While also what a delight when such poem talk is artful. My imagined Prynne -
on such evidence as one picks up - is of a quiet, private man who delights in
language (in life therefore?) and is not averse to his private poem-writing
surfacing in the public domain.
Entering almost any other poet's book I have often wondered whether Prynne
has had any influence, whether his influence is super-subtle in its presence,
and whether poetry 'out there' one day will catch up with his.
Are there parallels in twentieth century music, visual art, film?
This book is all of his work (work it is, I believe so, work and delight)
to date, both new and interspersed additions from earlier years. In a brief
review a summary impossible, and even if I could write at length, a proper
survey would escape me. But - call it development, call it hops and trips,
call it broadly experiment, call it by ear - there is continual change.
Here is the opening of the first poem, 'The Numbers' (1968):
The whole thing it is,
the difficult
matter to shrink the
confines
down. To signals, so that
I come
back to this, we are
small / in the rain,
open or without it,
the ligjht in de-
light, as with pleasure
amongst not merely
the word, one amonsgt
them; but the
skin over the points, of
the bone.
And here, entering into mid- 'News of Warring Clans' (1977):
And so, no more grab
auctions at this altitude,
bidding on clip by
descending half-tones
of shaken foil in the
tree. Take what you get,
go anywhere, strictly
come back nothing.
A sprightlier pace? And surely a recall of Manley Hopkins. And so what other
debts, less obvious, in these nearly 700 pages? I mean, where does he place
himself (as we all do, consciously or not, somewhere?)?

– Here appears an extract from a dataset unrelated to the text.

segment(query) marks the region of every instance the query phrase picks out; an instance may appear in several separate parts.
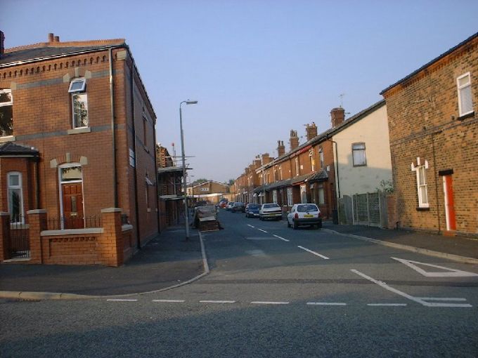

Towards the end of the book, from 2011, 'KAZOO DREAMBOATS or, On What There
I', must we name this prose, prose poem, poetry paragraphs or what? Or simply
go with the dream:
Along the corridor of
near frequency I saw willing and discrete
the season not yet for
sorrow advanced, nearby bot yet even so
inference to claim. On
the plate in soft season to rise hungry semi-
apt for supplement will
to set affirm this wit at will for passion
reflex acutely. I saw it
amount in plenteous access burning by folly
markers right to the
crest.
This continues for several pages, with as if paragraph line spaces and with
some passages indented.
Where is he in his writing? What are we learning about Prynne the
man? Where, for heaven's sake, is his ego?!
I suspect that much of what turns readers away - why he hasn't popularly
'caught on' - is precisely this
matter of 'ego', of 'self'. Not
infrequently, reading new poets, or new books by well-published poets, I have
asked myself, if this personal experience, this emotional stuff, this
life-talk, were in prose - that's to say, if it was being 'told straight',
would it be worth a book? This poetry form, I have found myself thinking, is
more or less form-less and the chat: am I interested?
It's a big generalisation but is worth hazarding because Jeremy Prynne is a
rare artist with verbal language; he has a life, of course, something is
said, and when all the wider cultural poem-chat is forgotten, this book will
come through as a marker more than we deserve of this culturally shaky age.